Some startups grow around a team of entrepreneurs who use their talents and skills to pivot many times in the type of problem that they are trying to solve. Saniter took the exact opposite route. The company’s founder, Swathi Sadagopan decided she was going to solve a very specific problem: she was going to provide a sustainable solution to open defecation to the billion-plus of individuals around the world who currently do not have access to any sort of sewage facilities.
In India alone, it is estimated that over five hundred million people have no access to proper sanitation. It would be difficult to overestimate the risks associated with open defecation. The negative side effects range from environmental pollution to health risks to risks of assault.
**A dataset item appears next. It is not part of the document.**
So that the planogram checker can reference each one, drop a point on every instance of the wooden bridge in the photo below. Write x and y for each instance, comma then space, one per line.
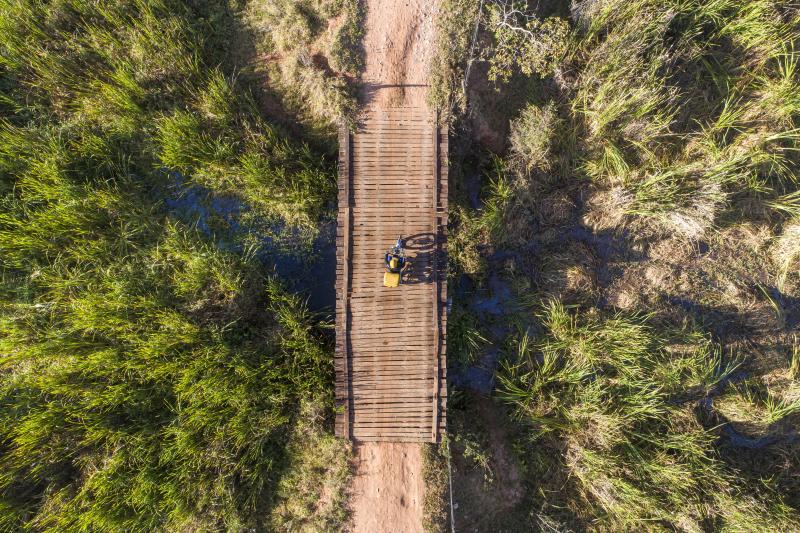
390, 342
After identifying the problem, Swathi, an electrical engineer herself, found two collaborators from the McGill engineering department and began to work out the details of the solution. Swathi chose the village Light House Kuppam in Tamil Nadu, India, as the ground zero where the pilot will be launching in early 2016.
While Saniter is not the first to address the issue of open defecation, they have combined three key incremental innovations to create what could be a potentially powerful solution:
1. A ow-cost toilet-in-a-box that is assembled using materials already manufactured at scale,
2. Leverage an existing network of vacuum truck operators to clean the collected waste
3. Bundle sanitation and energy as a single service to create a compelling reason for buying their product. Currently, Swathi’s team has secured funding from the Dobson Center and the Infosys Foundation and are in the process of working out the kinks of the physical prototype.
When discussing the challenges the project faces on the ground, Swathi is quick to mention the necessity to gain grassroots support in the local communities. Support must come from community members fully integrated in the local society. For the project to be successful, it is crucial that the initiative be perceived as coming from within the community rather than being forced upon by outsiders. According to Swathi, pregnant women and families with sons of a marrying age are most receptive of the idea as they are impacted most by the existing unsanitary conditions.
The Saniter team has also chosen the right time to enter the market as the problem of open defecation is high on the agenda for Indian authorities. From the beginning of his campaign, Nerendra Modi proclaimed a”toilets first, temples later” approach to the problem of open defecation. The fact that the problem is now high on the national agenda is an important factor as it increases funding for existing organizations working in the same field and promotes the benevolence of local government officials who often have the power to make-or-break an entrepreneurial project. India’s government had been tackling the problem by attempting to raise social awareness (for example the “No Toilet, No Bride” campaign) as well as very concrete cash incentives that subsidize the construction of toilets in rural homes.
We wish the best of luck to the Saniter team and will be sure to provide you with updates as their journey continues.